Après un court essai en entraînement et deux ou trois essayages pour vérifier avec ou sans soutif, avec ou sans cardiofréquencemètre, je le porte avec mon soutien gorge habituel (et un cardio qui ne se se ballade pas et ne frotte pas sur la peau) mais j’ai laissé le soutif intégré qui ne me dérange pas trop et dont j’aurais peut-être l’usage aux beaux-jours (ce peut-être une solution bienvenue pour ne pas superposer les épaisseurs par grande chaleur…).

Bon, et puis après tous ces essayages et toutes ces interminables considérations sur la conception du vêtement (“pfff… les filles…”), je dois quand venir à l’essentiel et constater que l’effet compressif au niveau du tronc est immédiatement perceptible et tout à fait appréciable : je trouve que ma posture en course s’en trouve grandement améliorée. Effet auquel je ne m’attendais d’ailleurs pas du tout et qui m’a plutôt surprise puisque j’étais surtout attentive à mes sensations à l’étage inférieur… Bref le débardeur m’a déjà conquise !

Hep ! Fred, c’est à toi maintenant :

Pour moi, c’est une grande première, je n’ai jamais utilisé de tenues de compression.
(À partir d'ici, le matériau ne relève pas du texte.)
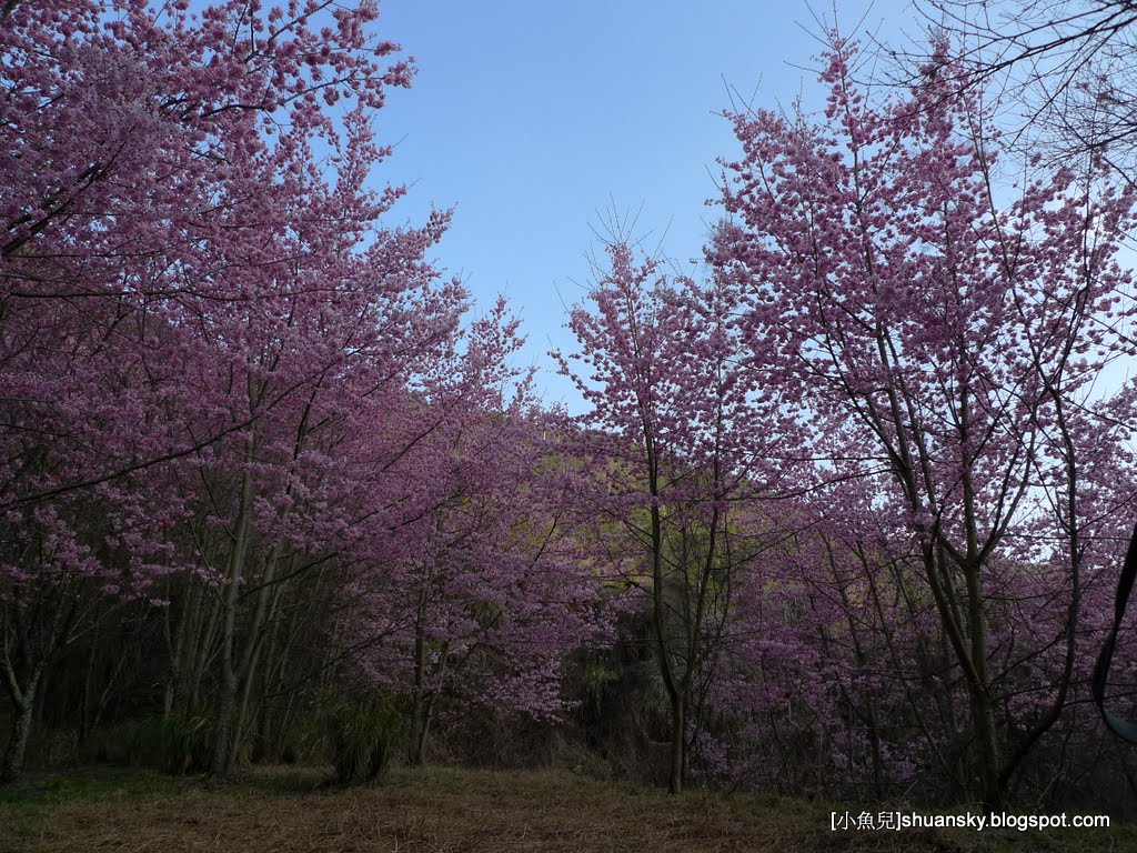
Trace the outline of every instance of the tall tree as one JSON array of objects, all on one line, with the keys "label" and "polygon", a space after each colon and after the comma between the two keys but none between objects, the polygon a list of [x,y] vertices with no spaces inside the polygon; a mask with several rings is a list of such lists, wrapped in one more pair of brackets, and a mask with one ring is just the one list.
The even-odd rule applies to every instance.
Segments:
[{"label": "tall tree", "polygon": [[855,56],[833,36],[820,124],[735,117],[732,218],[712,255],[749,299],[758,363],[802,400],[815,446],[840,442],[881,472],[968,687],[978,794],[998,805],[1023,755],[991,669],[999,565],[1044,525],[1039,580],[1065,614],[1067,661],[1035,724],[1045,731],[1078,651],[1099,519],[1089,471],[1110,458],[1107,421],[1086,413],[1129,287],[1115,254],[1131,196],[1064,171],[1001,205],[1001,136],[978,90],[955,97],[946,48],[885,102],[854,82]]}]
Je suis donc parti pour juger autant le principe en soi que les produits BSC, qui a été le premier et c’est tout à son honneur, à me proposer de réaliser un test grandeur nature.
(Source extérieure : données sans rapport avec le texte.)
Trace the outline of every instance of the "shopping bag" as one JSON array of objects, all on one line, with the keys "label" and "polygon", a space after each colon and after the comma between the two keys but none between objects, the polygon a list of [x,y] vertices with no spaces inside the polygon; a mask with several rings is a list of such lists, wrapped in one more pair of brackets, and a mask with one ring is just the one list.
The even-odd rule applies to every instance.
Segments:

Séquence “c’est quoi ma taille ?” : du S !!! Malgré mes 1m85 … du S !!! Moi qui ne prends du S que pour mon débardeur de salle de muscu quand je fais du développé couché et que mes admiratrices sont présentes. Le choc ! On se sent tout petit par rapport au mâle Australien de base.

Séquence enfilage : pour le survêt RAS. Evidemment, il faut faire un peu attention et prendre son temps mais pas de difficulté particulière – pas besoin de vous rouler dans votre lit comme votre petite soeur pour mettre son jean dans les années 80 – et après quelques ajustements, le survêt est parfaitement en place et on se sent à l’aise. Compression ciblée et multi-directionnelle aidant, il n’y a pas d’endroit ou “ça tire un peu trop”. Pour le T-shirt manches longues, c’est une autre histoire ! Franchement pas facile à mettre et surtout à enlever ! Waow, une vraie prouesse physique et il faut être capable d’aller chercher le maillot avec sa main au milieu de son dos pour pouvoir réussir à l’ôter. J’y arrive … mais d’ici quelques années quand je serai perclus d’arthrose et souple comme un manche à balai quid ? Et je trouve qu’au bout de 3 entraînements, le col s’est déjà un peu distendu.
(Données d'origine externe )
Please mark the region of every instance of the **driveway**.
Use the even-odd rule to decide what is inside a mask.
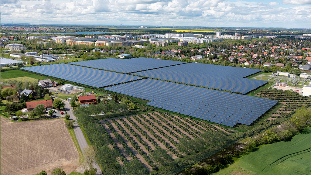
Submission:
[[[54,99],[57,98],[53,96],[53,97]],[[72,109],[69,104],[69,102],[61,98],[60,98],[60,99],[61,99],[63,102],[65,102],[64,110],[66,111],[67,114],[70,116],[69,118],[71,120],[77,121],[76,116],[73,115]],[[81,150],[83,151],[85,147],[88,146],[88,145],[86,140],[85,140],[85,138],[84,137],[84,135],[83,135],[83,133],[82,132],[82,131],[81,130],[81,128],[80,128],[80,126],[77,122],[75,122],[73,123],[73,130],[74,131],[75,133],[76,134],[76,137],[78,141],[78,143],[80,146],[80,148],[81,149]],[[93,167],[97,169],[97,173],[96,173],[97,175],[103,174],[99,166],[97,163],[93,163]]]

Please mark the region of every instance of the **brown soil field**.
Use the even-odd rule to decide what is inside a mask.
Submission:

Séquence miroir : miroir, mon beau miroir, dis-moi à quoi je ressemble ? Sûrement pas aux mecs des photos institutionnelles de BSC. Pfffft ! La déception ! Moi qui pensait mettre la tenue sous mon maillot de bain cet été à Biarritz … Et pourtant, je fais de la muscu tous les jours. Les jambes, c’est pas si mal, les muscles saillent, effet esthétique garanti, on sent le sportif – merci les squats du midi. Mais le haut et surtout les hanches qui ressortent trop, bof, bof, bof … Heureusement que je mets mon coupe-vent au-dessus.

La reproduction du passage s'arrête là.